4. Vehicles pass through a busy intersection at an average rate of 300 per hour.
a) Find the probability that none pass through the intersection in a given minute.
b) What is the expected number passing through in three minutes?
c) Find the probability that this expected number actually pass through in a given three-minute period
5. Twenty sheets of raw material are examined for surface flaws. The frequency of the number of sheets with a given number of nonconformances per sheet was as follows:
Number of flaws Frequency
0 4
1 3
2 5
3 2
4 4
5 1
6 1
What is the probability of finding a sheet chosen at random which contains 3 or more surface flaws?
6. Professor Kyle has 150 students in his college mathematics lecture class.
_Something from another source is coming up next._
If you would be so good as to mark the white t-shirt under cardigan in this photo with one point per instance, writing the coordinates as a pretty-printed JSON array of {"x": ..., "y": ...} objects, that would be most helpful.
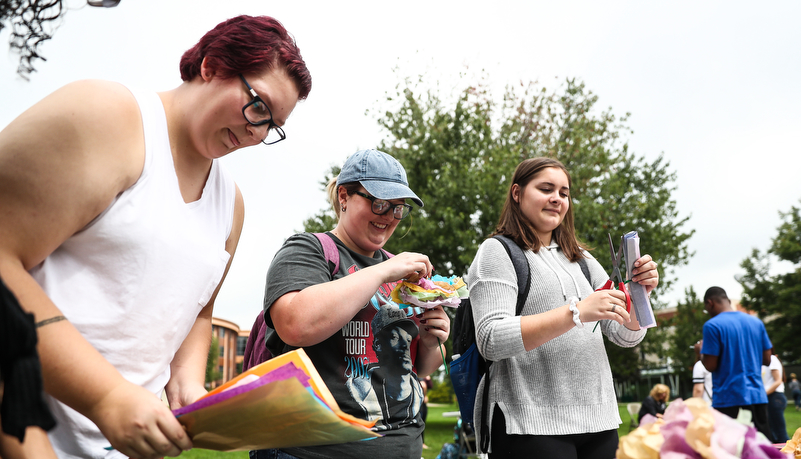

The scores on the final exam are normally distributed with a mean of 72.3 and a standard deviation of 8.9. How many students in the class can be expected to receive a score between 82 and 90?
7. A machine is used to fill bottles of water bottles. The amount of soda dispensed into each bottle varies slightly. Suppose the amount of soda dispensed into the bottles is normally distributed. If the average is 590 and at least 99% of the bottles must have between 585 and 595 milliliters of water, find the greatest standard deviation, to the nearest hundredth, that can be allowed.